Ten years ago a white witch from a coven in the North of England was asked,
“Does a witch possess what others would regard as ‘supernatural’ powers?’
The answer was,
“A witch possesses nothing that is not basic in everyone. People in becoming ‘civilised’ have lost sight of these powers. A witch cultivates them, learns how to bring them back into use – how to control them and make the power work.”
The terrible cruelty of the witch hunts in England between 1542 and 1684 resulted in a thousand witches being executed. In Scotland the number executed was higher and death was by burning. In Europe over two hundred thousand witches died at the stake during the same period.

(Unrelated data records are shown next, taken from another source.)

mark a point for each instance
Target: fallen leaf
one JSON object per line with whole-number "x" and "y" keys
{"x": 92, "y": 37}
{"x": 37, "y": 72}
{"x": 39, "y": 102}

In England in 1736 the statute was repealed and the law no longer punishes witches. By the end of the century the mania for witch hunts in Europe had disappeared, but in rural districts, however, they are still revered or feared.
CHAPTER ONE
1818
Coming from the farm with a basket of eggs on her arm, Hermia was humming a little tune at the same time as she was telling herself a story.
Because she was so much alone she invariably enlivened her daily tasks by pretending that she was the wife of an Eastern Potentate or the daughter of an explorer seeking treasures hidden by the Aztecs or even a pearl diver.
Just as she reached the end of the narrow lane that led to Honeysuckle Farm and was about to join the road that would take her to the village, she heard a man’s voice exclaim in a tone of exasperation,
“Damn!”
Hermia started because she had seldom heard a man swear. The country people were God-fearing and soft spoken.
Curious, she hurried down the last few yards of the lane to have her first sight of an extremely well-bred horse.
She appreciated its appearance and saw that its rider was bending down to pick up its offside hind leg.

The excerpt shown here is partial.